With the help of these borrowed structures, invented in the 20s of the last century, many bite disorders can be corrected. The bracket system has a moderate pressure on the wall of the wells, in which the tooth is located, as a result of which the slight discrepancy between the bone occurs, and the tooth will start changing its position. The formed cavity over time grows, fixing the tooth in a new position. Correction can occupy from one and a half to two or more. Sometimes, according to the results of the correction, the installation of a special retailer is shown in the form of plates, kapa or train so that the teeth do not return to its original position. Some doctors argue that the patient’s age practically does not play roles (provided that jaw bones and guys are in a healthy state), but for children up to 10-12 years old, while the root system is not fully formed, the installation of brackets is not shown.
In addition to classic steel braces, there are many other options. For example, ceramic are distinguished by strength, do not irritate their dears and relatively invisible, since they are selected under the tone of the teeth. Plastic is rather fragile and easy to paint food dyes, but they are inexpensive and can be used to correct bite in cases when wearing braces with metal elements is contraindicated. Sapphire systems are durable, transparent, resistant to food dyes; in many respects they are similar to ceramic braces, but are somewhat more expensive. There are also combined systems in which several materials are used (for example, plastic and metal). Fully invisible to those surrounding lingual braces – they are attached from the part of the language. True, wearing lingual systems – as a rule, metal – affects diction, treatment takes a few more time compared to vestibular braces, and the installation and care is more difficult, which is reflected in price.

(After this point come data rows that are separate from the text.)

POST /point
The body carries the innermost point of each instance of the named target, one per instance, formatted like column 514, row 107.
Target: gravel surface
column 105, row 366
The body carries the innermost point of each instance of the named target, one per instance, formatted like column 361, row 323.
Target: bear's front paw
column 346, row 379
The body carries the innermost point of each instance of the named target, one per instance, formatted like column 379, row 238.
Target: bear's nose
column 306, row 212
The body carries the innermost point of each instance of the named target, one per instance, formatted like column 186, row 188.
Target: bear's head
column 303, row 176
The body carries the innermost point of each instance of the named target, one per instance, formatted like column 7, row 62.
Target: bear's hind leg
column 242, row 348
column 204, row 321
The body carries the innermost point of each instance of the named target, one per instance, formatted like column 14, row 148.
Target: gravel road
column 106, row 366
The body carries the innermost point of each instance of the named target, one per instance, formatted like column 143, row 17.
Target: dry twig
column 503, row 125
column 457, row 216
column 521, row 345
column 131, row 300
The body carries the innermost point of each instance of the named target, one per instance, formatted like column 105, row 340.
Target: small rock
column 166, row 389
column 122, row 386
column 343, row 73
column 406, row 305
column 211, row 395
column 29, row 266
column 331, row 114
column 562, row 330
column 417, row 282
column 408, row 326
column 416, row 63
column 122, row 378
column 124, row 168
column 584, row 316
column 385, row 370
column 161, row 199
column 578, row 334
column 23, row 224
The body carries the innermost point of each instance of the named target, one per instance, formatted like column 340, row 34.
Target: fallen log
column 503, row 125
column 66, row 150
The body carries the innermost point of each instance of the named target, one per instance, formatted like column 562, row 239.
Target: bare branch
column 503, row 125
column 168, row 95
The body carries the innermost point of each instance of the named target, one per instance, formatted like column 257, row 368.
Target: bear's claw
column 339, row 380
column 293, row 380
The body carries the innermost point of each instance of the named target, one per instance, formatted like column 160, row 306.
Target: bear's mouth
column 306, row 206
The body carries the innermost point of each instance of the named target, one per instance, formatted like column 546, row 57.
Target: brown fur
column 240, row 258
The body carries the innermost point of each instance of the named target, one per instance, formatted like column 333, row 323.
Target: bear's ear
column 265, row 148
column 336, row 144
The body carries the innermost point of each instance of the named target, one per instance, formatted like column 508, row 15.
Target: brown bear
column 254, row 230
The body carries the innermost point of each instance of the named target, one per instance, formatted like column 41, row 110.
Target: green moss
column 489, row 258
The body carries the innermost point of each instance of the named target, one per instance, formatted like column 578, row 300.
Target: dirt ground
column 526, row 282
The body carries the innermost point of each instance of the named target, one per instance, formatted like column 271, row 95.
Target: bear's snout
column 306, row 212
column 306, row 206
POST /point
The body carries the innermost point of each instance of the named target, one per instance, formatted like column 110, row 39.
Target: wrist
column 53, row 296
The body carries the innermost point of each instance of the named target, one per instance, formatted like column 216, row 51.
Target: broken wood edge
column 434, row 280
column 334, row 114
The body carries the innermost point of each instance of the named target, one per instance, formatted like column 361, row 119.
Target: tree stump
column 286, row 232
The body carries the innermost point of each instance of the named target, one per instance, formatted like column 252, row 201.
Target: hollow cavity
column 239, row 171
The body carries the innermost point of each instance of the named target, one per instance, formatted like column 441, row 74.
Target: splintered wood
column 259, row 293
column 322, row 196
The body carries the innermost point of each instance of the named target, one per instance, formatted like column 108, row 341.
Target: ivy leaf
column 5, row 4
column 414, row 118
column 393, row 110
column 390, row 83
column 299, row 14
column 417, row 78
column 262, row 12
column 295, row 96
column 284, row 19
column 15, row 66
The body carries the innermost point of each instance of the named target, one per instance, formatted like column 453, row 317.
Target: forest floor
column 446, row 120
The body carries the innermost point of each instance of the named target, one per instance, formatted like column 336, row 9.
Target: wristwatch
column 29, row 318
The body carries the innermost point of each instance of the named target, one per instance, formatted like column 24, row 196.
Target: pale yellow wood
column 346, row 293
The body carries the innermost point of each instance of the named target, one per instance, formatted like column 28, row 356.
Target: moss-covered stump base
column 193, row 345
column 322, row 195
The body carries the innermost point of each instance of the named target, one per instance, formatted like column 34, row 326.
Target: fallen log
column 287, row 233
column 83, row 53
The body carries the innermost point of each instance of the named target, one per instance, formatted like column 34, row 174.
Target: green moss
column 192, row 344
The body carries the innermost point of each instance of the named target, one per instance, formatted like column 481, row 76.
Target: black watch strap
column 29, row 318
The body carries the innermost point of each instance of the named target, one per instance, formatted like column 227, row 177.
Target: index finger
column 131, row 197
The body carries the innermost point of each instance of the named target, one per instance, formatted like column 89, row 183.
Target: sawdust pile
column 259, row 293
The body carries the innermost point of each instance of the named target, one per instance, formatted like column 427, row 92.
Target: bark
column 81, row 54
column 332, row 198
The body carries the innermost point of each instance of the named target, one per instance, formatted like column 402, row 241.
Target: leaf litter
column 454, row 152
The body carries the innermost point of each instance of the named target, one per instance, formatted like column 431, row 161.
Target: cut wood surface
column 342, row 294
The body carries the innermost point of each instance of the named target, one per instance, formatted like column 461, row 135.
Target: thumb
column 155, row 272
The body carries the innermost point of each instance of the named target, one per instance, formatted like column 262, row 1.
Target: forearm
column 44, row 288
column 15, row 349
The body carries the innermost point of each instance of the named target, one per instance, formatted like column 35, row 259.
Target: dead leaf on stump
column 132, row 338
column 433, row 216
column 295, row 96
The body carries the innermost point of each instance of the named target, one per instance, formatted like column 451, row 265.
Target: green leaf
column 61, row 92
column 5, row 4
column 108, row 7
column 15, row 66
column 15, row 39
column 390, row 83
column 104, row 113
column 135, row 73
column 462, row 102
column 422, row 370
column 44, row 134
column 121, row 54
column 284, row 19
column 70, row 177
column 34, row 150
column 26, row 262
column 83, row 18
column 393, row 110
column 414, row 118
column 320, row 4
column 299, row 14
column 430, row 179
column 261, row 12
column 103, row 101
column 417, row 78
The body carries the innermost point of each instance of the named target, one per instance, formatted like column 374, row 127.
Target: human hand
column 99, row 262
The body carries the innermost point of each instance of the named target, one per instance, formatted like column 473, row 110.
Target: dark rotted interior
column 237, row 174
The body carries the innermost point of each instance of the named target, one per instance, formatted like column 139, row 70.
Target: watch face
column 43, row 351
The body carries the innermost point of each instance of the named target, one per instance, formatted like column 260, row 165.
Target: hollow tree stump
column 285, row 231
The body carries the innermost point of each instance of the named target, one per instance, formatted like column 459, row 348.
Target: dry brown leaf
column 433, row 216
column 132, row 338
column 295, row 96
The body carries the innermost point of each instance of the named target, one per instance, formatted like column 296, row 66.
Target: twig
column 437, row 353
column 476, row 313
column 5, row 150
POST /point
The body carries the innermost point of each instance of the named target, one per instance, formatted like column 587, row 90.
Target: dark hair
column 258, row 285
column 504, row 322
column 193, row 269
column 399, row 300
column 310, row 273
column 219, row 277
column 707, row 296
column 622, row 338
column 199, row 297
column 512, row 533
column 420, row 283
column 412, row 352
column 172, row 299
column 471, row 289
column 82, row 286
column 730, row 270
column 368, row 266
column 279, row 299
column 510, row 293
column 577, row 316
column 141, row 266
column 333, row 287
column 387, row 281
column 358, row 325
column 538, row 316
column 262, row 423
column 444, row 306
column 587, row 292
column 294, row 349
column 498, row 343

Vinira is the finest plates made from ceramics or composite material, which are superimposed on the front surface of the teeth and cutting edge (unlike the crown, which covers the whole tooth). With the help of veneers, the chips of teeth are masked, align the height of the tooth row, eliminate the gaps between the teeth, change the color of the enamel. These peculiar "half-skewers" do not move their teeth, but only responsible for the visual side, but this does not prevent the procedure to purchase increasing popularity, so we include it in the material as a bonus. It’s not just aesthetic function – veneers also protect their teeth from damage. They are often installed musicians playing wind instruments.

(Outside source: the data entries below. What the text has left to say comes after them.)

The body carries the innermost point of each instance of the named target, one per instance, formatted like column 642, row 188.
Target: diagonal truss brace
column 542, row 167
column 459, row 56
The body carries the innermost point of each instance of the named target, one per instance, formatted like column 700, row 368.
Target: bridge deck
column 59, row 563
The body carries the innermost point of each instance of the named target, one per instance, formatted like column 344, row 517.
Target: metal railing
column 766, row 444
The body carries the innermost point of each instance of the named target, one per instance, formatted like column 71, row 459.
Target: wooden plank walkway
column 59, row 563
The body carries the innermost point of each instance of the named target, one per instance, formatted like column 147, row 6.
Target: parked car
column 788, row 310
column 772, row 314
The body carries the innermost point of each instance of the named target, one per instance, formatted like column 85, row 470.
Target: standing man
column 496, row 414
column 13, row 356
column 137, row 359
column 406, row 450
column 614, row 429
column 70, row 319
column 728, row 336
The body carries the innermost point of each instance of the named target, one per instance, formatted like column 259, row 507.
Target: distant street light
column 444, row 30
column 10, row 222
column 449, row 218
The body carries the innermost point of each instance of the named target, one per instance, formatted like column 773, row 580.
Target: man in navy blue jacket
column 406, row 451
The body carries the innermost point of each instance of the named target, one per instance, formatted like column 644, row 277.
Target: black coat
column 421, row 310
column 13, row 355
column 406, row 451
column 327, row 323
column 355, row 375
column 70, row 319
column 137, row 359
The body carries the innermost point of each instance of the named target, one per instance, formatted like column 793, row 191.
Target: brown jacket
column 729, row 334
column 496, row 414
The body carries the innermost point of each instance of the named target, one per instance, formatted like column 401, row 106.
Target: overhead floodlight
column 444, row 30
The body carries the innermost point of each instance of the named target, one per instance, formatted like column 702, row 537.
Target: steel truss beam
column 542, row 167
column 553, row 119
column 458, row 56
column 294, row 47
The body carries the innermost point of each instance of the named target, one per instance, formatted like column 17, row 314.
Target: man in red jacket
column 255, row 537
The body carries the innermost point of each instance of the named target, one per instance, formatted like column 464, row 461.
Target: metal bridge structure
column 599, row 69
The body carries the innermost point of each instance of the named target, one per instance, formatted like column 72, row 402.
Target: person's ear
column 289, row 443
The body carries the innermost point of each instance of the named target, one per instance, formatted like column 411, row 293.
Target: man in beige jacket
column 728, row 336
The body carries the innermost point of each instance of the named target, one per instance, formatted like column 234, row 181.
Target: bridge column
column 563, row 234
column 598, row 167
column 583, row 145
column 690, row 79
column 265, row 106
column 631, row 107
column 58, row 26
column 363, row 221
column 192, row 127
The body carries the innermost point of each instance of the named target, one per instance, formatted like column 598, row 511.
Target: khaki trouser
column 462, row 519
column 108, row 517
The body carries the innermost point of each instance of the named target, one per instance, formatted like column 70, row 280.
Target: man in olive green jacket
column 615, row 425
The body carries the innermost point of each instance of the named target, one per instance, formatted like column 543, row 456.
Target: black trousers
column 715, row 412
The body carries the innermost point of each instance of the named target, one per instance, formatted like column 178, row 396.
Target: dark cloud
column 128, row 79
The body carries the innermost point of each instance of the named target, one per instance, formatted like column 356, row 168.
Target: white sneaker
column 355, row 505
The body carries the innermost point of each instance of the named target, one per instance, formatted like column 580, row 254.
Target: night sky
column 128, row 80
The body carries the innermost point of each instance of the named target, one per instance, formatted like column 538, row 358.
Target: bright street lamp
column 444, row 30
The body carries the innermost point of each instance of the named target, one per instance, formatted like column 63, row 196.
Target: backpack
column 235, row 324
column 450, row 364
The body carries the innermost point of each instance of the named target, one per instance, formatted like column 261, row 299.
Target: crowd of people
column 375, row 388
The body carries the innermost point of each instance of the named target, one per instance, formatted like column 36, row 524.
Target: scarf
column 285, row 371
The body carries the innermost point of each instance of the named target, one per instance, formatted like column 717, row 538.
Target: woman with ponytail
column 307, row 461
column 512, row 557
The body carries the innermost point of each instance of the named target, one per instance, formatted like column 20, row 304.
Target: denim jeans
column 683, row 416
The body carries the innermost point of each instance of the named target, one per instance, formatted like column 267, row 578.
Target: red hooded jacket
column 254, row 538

Viniirs are manufactured in accordance with the form, the color of the patient’s teeth and its wishes. Ceramic cost more, but they are stronger composite. It is important to remember that when installing any veneers, irreversible enamel. American CERINATE company patented ultra-thin ceramic veneers – so-called lumines, which allegedly can be fixed on the tooth without prior scrap. In fact, it is rather a marketing move than an innovative method. First, most of the dental technicians are quite capable of making a veneer of the same thickness, namely 0.2 mm, by ordinary technology (though, the masking ability of ultrathins plates will be low). Secondly, the qualified orthodontist is unlikely to take on fixing lumines or any other veneers without teeth contouring, since only when the necessary long-term effect is achieved when. In the event of a complete removal of the vein, the additional restoration of the tooth will be required.